Not one to dwell on mood building, Andersson grabs you by the whiskers almost immediately. The only moment of calm and depth comes from one of Andersson’s more aquatic deep house workouts Brown that opens the mix sheepishly, but he slams into second gear with the grumbling Mucky Star by Get Physical starlet Elektrochemie soon enough. The intimidatingly prolific John Dahlback gets rapid eye movement with his flickering Stockholm techno cut Borderline and Frenchmen Sebastian Leger tweaks the filter relentlessly on the gristly Little Bug. From then on it is a tough exercise in squelched synthetics and precisive digi funk that encompasses Paul Deightons old school Dirty Harry and the littered static of Anderrson’s dry Bitch Boys.
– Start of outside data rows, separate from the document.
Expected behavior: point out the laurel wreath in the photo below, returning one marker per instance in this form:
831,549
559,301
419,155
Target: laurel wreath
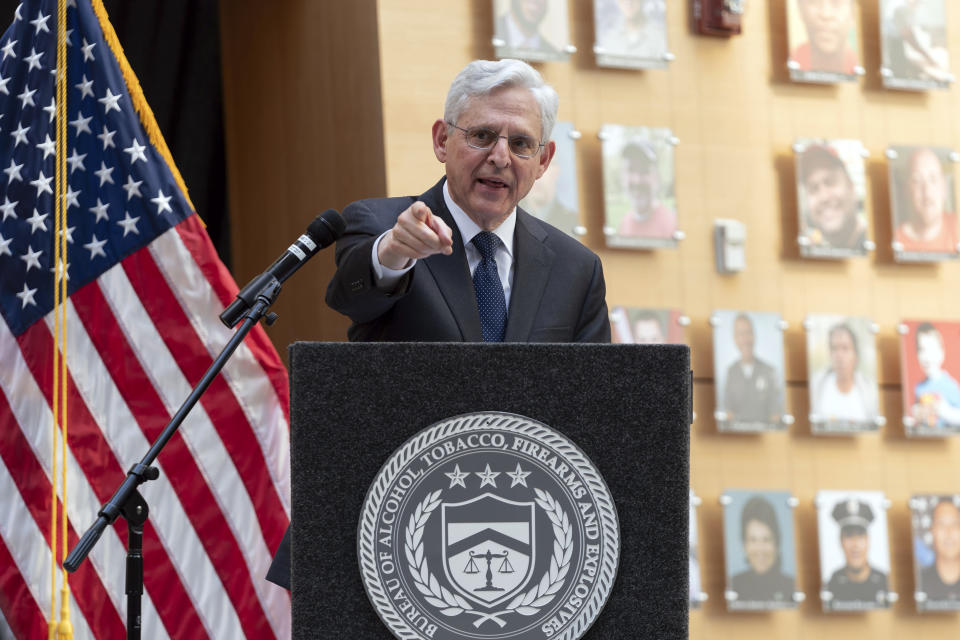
524,604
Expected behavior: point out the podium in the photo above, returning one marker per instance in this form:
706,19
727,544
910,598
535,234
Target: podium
626,407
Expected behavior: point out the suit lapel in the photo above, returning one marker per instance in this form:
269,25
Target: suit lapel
452,274
532,260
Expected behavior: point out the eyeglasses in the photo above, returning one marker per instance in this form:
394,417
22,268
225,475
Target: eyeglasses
485,139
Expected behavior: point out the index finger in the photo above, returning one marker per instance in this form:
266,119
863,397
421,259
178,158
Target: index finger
441,229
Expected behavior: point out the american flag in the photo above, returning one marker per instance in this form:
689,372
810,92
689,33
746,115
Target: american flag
145,287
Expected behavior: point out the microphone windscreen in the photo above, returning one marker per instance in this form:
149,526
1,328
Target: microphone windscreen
326,228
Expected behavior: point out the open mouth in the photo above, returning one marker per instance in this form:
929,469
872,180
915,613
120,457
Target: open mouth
493,183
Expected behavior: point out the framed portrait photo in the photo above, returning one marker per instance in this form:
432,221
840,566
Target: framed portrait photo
749,371
842,361
831,188
534,30
923,203
718,17
914,45
631,34
929,368
640,205
555,198
854,550
760,550
823,43
643,325
935,523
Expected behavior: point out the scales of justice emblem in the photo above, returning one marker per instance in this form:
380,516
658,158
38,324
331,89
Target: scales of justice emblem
478,551
488,525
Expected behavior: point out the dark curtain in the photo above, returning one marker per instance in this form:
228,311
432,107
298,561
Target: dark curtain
174,48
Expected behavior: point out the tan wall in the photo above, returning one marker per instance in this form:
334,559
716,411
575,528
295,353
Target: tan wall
736,115
303,131
330,101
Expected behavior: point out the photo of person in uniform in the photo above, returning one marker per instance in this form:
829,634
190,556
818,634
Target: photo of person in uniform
843,394
752,389
631,33
526,30
826,44
831,209
638,176
857,584
937,529
554,197
914,43
922,202
765,583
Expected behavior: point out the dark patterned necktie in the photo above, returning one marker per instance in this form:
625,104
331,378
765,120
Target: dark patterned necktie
486,284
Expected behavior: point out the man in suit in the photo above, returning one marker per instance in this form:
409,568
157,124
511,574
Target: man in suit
462,262
405,266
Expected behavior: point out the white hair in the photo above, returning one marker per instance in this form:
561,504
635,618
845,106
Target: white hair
483,77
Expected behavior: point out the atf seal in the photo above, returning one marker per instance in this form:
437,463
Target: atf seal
488,525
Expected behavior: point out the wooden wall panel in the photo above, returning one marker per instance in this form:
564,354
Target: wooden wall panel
736,114
304,133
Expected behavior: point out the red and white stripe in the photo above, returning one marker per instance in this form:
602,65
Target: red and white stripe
138,339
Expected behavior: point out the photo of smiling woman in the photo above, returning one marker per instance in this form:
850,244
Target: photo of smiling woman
759,544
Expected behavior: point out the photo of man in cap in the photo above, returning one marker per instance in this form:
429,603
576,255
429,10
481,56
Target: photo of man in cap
857,584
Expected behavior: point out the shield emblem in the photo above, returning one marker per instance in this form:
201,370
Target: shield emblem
488,547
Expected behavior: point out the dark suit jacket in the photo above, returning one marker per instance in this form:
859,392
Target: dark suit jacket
558,293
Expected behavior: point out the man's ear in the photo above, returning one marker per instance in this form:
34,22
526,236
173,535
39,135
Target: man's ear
546,156
440,137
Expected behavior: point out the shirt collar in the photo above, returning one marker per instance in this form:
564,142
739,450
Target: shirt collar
468,228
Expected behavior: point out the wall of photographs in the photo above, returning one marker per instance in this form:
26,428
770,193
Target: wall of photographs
835,152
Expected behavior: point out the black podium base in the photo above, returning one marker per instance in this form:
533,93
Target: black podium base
626,406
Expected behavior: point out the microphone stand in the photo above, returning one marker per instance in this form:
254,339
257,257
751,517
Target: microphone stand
127,500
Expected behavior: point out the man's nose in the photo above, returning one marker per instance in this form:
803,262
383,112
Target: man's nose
500,153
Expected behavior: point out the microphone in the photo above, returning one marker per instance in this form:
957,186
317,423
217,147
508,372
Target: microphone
321,233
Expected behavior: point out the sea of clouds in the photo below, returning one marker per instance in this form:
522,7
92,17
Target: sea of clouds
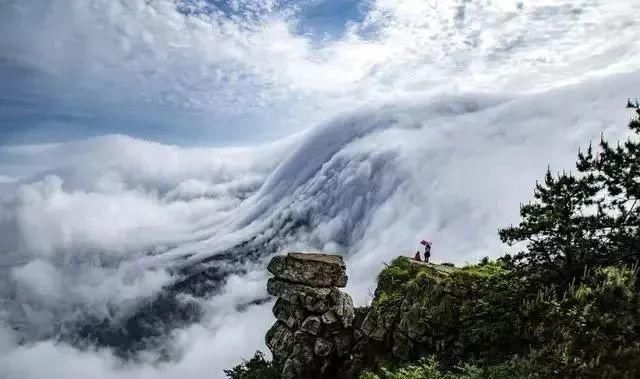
420,119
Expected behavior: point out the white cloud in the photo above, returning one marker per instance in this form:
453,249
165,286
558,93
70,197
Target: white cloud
93,226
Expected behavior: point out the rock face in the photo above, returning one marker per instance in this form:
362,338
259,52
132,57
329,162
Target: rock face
314,335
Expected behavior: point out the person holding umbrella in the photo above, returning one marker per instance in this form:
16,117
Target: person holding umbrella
427,249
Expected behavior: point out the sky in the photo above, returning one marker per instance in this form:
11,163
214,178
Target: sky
144,135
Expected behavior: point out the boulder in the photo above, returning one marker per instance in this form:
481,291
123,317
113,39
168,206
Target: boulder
342,307
290,314
312,325
312,298
279,339
329,317
322,347
317,270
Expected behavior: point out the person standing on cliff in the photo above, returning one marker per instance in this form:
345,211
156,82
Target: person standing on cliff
427,249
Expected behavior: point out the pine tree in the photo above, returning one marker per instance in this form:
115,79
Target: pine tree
589,219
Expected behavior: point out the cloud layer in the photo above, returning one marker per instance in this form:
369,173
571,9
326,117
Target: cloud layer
422,119
246,70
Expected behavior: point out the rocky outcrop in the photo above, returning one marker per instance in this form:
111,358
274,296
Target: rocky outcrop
314,336
419,309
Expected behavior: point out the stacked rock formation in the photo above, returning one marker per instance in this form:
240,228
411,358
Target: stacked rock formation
314,334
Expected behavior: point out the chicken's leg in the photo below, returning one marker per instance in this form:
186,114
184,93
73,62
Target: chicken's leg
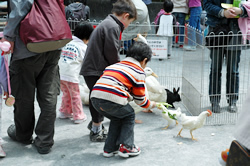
180,133
192,136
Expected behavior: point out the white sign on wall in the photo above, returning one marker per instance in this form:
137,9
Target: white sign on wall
159,48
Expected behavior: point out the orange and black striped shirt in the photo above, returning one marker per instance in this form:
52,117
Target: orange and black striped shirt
122,82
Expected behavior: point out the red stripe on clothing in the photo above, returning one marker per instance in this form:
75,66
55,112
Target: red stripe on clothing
109,92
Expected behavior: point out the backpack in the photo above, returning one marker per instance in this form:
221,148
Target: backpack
75,12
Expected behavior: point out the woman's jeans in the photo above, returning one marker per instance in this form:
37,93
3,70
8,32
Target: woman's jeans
122,121
180,17
232,58
194,23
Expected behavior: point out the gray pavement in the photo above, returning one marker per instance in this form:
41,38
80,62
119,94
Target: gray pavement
159,147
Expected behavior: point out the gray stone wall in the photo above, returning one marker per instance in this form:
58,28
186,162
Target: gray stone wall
101,8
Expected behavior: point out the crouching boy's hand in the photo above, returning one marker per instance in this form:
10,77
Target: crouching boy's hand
153,104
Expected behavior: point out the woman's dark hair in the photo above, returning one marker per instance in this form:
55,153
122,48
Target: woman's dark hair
140,51
125,6
83,30
168,6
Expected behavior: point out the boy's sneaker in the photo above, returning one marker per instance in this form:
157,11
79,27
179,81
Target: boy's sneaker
64,116
79,121
126,152
105,131
97,137
109,154
2,153
189,48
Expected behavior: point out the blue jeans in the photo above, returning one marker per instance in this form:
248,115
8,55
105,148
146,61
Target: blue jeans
122,121
194,22
180,17
232,78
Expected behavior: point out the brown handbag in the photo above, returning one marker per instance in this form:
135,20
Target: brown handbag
238,155
45,27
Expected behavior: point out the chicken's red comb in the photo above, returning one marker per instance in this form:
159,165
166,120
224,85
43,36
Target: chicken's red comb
210,112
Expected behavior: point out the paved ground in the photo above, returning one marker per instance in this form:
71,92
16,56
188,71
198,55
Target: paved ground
159,147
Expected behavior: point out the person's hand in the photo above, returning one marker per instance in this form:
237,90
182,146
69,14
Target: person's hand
153,104
6,94
236,10
230,13
11,45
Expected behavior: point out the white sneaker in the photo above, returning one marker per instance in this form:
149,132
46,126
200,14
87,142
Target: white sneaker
79,121
64,116
2,153
189,48
107,154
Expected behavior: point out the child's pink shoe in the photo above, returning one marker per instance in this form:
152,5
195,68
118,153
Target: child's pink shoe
2,153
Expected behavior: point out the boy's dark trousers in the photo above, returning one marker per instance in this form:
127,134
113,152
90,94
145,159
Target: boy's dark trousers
95,115
122,121
36,75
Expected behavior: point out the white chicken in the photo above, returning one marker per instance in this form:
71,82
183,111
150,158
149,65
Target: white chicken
170,115
84,91
193,122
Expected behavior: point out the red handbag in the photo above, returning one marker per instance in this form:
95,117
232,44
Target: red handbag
45,27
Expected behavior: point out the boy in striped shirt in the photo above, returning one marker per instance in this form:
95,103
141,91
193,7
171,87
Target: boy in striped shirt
121,83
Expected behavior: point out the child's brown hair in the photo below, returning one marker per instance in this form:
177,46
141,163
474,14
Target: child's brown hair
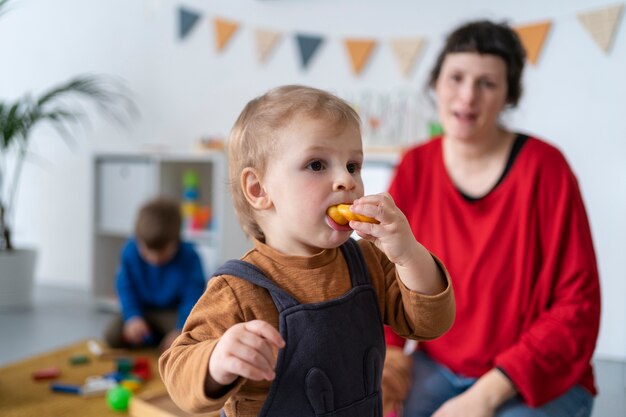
253,137
158,223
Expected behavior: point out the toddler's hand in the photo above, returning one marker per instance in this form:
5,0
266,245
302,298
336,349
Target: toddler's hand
136,330
246,350
393,234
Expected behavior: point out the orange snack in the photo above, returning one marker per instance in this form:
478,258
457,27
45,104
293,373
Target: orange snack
342,215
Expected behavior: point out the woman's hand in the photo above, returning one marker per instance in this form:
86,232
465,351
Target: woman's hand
465,405
482,399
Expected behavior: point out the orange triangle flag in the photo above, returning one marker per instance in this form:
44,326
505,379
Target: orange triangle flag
224,30
532,37
360,51
601,24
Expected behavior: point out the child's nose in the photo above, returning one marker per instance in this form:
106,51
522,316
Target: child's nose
344,181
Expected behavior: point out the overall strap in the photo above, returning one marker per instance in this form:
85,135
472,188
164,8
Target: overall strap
359,273
251,273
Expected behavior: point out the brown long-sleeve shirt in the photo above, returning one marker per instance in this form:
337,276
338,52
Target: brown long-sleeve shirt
230,300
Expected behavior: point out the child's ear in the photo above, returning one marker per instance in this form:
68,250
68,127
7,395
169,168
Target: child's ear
253,189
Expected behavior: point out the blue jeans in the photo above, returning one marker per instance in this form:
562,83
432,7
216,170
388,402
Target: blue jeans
434,384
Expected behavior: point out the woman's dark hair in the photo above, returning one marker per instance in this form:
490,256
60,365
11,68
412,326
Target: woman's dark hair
489,38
MANDY’s homage to Berlin dub techno rears itself in their murky remix of Rockers Hi If cut Push Push and it calms proceedings down a little which is welcome after Andersson’s electro onslaught.
Temperatures rise a little with Tim Deluxe’s progressive-esque rework of Gus Gus’s dancefloor wreaking ball Moss but when Gutterpunk’s bouncy, techno laden Up To 11 drops, shit boils well over. Andersson unleashes the trance hounds with the rather ordinary Over The Hill and postures minimal techno with closer Back To Back leaving you feeling like he should have stuck to the game he knows best; it’s a anticlimactic end to a storming mix.
Zoo Brazil takes the electro house mantle with aplomb here and in spite of Andersson’s rather narrow minded track selection (six of his own productions dominate the mix along with three of Dahlback’s) he weaves a broad sound. This tight, linear mix walks an assured line between the darkness of the Trentmoller/Radioslave camp and the bumpy tech of the Audiofly/Justin Martin without losing your interest and although it may dwindle down toward the end (particularly after the promising delirium of Gutterpunk) it is a fiery example of just what Zoo Brazil could do to a sweaty club.